I actually did have a problem with the DT board on my 'just out of warranty' 720p set last January but got Panny to pay for the repair anyway. Saved me $700. Panny makes some nice plasma TVs.


----------



## ceyancey (Jan 3, 2008)

I read on the A/V Forum that their is a firmware upgrade for the Samsung some DLP models that should fix the problem. You can find the free upgrade on the Samsung website.


----------



## erosroadie (Jan 9, 2007)

ceyancey said:


> I read on the A/V Forum that their is a firmware upgrade for the Samsung some DLP models that should fix the problem.
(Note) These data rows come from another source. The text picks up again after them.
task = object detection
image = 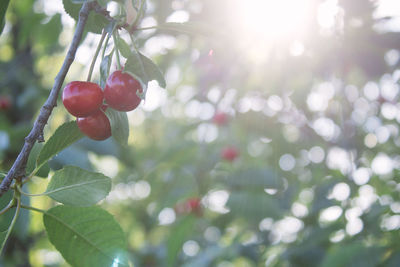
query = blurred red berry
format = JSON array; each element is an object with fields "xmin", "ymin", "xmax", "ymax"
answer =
[
  {"xmin": 174, "ymin": 198, "xmax": 203, "ymax": 216},
  {"xmin": 221, "ymin": 146, "xmax": 239, "ymax": 162},
  {"xmin": 0, "ymin": 96, "xmax": 11, "ymax": 110},
  {"xmin": 213, "ymin": 112, "xmax": 229, "ymax": 126}
]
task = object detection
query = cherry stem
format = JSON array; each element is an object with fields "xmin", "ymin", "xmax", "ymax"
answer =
[
  {"xmin": 129, "ymin": 0, "xmax": 146, "ymax": 32},
  {"xmin": 0, "ymin": 1, "xmax": 95, "ymax": 197},
  {"xmin": 113, "ymin": 32, "xmax": 122, "ymax": 70},
  {"xmin": 101, "ymin": 31, "xmax": 111, "ymax": 59},
  {"xmin": 86, "ymin": 30, "xmax": 107, "ymax": 82}
]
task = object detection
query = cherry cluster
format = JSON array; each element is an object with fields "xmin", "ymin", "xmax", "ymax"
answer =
[{"xmin": 62, "ymin": 70, "xmax": 143, "ymax": 140}]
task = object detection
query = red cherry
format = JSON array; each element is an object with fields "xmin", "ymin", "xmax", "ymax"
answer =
[
  {"xmin": 213, "ymin": 112, "xmax": 229, "ymax": 126},
  {"xmin": 76, "ymin": 109, "xmax": 111, "ymax": 140},
  {"xmin": 186, "ymin": 198, "xmax": 201, "ymax": 213},
  {"xmin": 62, "ymin": 81, "xmax": 103, "ymax": 118},
  {"xmin": 0, "ymin": 96, "xmax": 11, "ymax": 110},
  {"xmin": 104, "ymin": 70, "xmax": 142, "ymax": 111},
  {"xmin": 221, "ymin": 146, "xmax": 239, "ymax": 162},
  {"xmin": 174, "ymin": 198, "xmax": 203, "ymax": 216}
]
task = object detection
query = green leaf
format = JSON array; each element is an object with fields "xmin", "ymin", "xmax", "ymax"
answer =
[
  {"xmin": 167, "ymin": 216, "xmax": 196, "ymax": 267},
  {"xmin": 106, "ymin": 108, "xmax": 129, "ymax": 146},
  {"xmin": 0, "ymin": 0, "xmax": 10, "ymax": 34},
  {"xmin": 226, "ymin": 192, "xmax": 282, "ymax": 221},
  {"xmin": 36, "ymin": 121, "xmax": 83, "ymax": 168},
  {"xmin": 124, "ymin": 52, "xmax": 167, "ymax": 88},
  {"xmin": 117, "ymin": 36, "xmax": 132, "ymax": 58},
  {"xmin": 34, "ymin": 14, "xmax": 63, "ymax": 49},
  {"xmin": 0, "ymin": 230, "xmax": 8, "ymax": 252},
  {"xmin": 44, "ymin": 166, "xmax": 111, "ymax": 206},
  {"xmin": 43, "ymin": 206, "xmax": 129, "ymax": 267},
  {"xmin": 26, "ymin": 143, "xmax": 50, "ymax": 178},
  {"xmin": 227, "ymin": 168, "xmax": 283, "ymax": 190},
  {"xmin": 100, "ymin": 51, "xmax": 114, "ymax": 89},
  {"xmin": 63, "ymin": 0, "xmax": 108, "ymax": 34}
]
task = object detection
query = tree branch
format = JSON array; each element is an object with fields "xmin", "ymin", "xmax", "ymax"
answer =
[{"xmin": 0, "ymin": 1, "xmax": 94, "ymax": 197}]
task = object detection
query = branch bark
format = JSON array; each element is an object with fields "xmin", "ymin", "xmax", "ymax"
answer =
[{"xmin": 0, "ymin": 1, "xmax": 94, "ymax": 197}]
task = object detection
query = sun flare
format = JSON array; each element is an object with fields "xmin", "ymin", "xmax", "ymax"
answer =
[{"xmin": 237, "ymin": 0, "xmax": 313, "ymax": 40}]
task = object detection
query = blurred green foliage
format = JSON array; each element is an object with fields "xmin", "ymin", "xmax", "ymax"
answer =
[{"xmin": 0, "ymin": 0, "xmax": 400, "ymax": 267}]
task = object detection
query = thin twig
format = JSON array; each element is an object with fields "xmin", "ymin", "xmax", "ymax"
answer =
[
  {"xmin": 0, "ymin": 1, "xmax": 94, "ymax": 197},
  {"xmin": 86, "ymin": 30, "xmax": 107, "ymax": 82}
]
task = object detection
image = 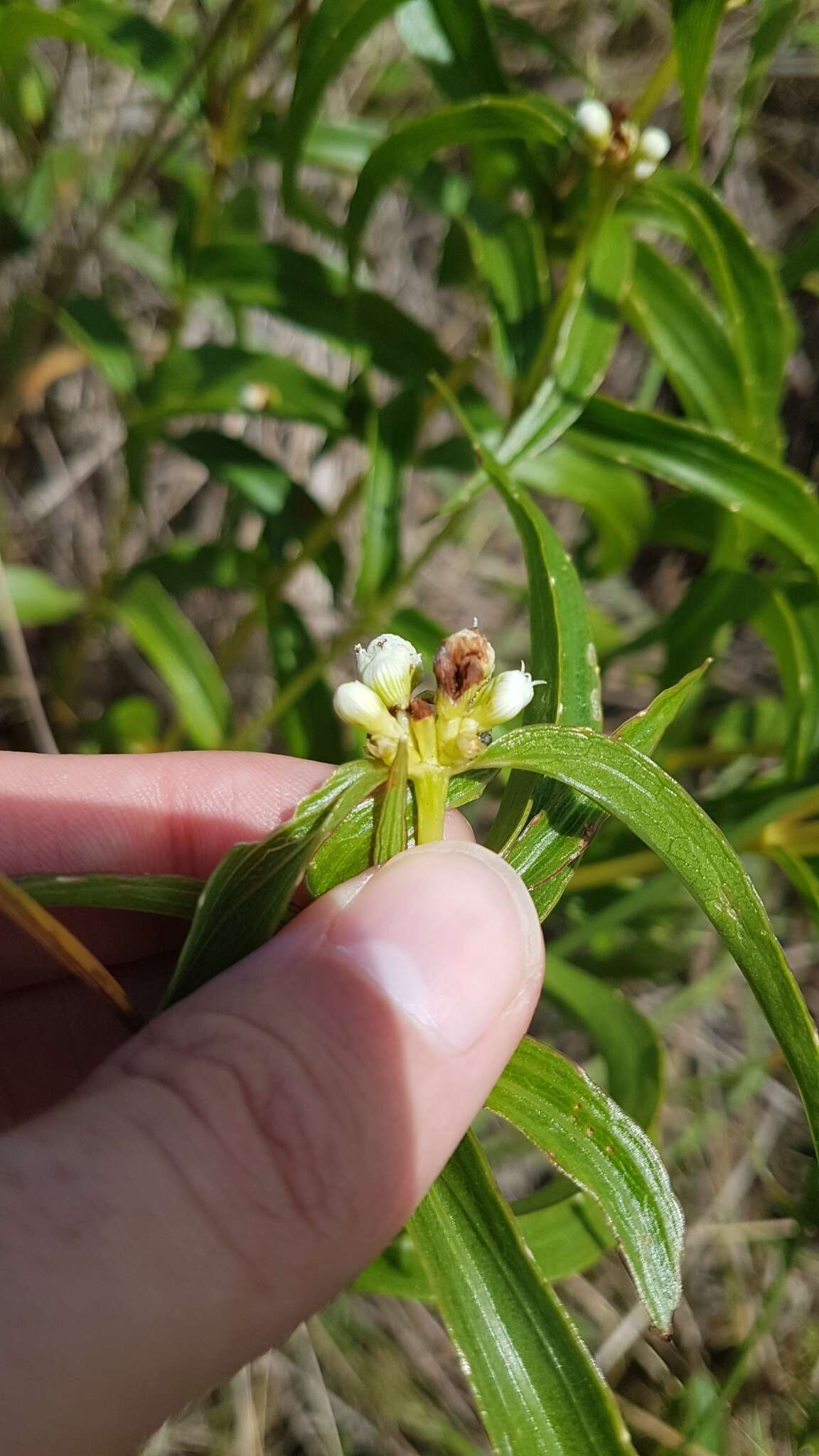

You can find the free upgrade on the Samsung website.


Yanceymon:

Are you referring to the problem recently posted for SAMSUNG 720P DLPs?


----------



## dbconsultant (Sep 13, 2005)

Tom Robertson said:


> Welcome to the forums, bleedgreenandgold! :welcome_s
> 
> (ignore my current blasphemous avatar, normally it is my family or Packers during the season. Alas, lost a fantasy football bet.)
> 
> ...


That's really a sad avatar, Tom! You gotta be more careful with your betting!


----------



## erosroadie (Jan 9, 2007)

ceyancey said:


> I read on the A/V Forum that their is a firmware upgrade for the Samsung some DLP models that should fix the problem. You can find the free upgrade on the Samsung website.


Thanks. I checked the website, but my model Sammy DLP was not one of the ones with a firmware upgrade option.


----------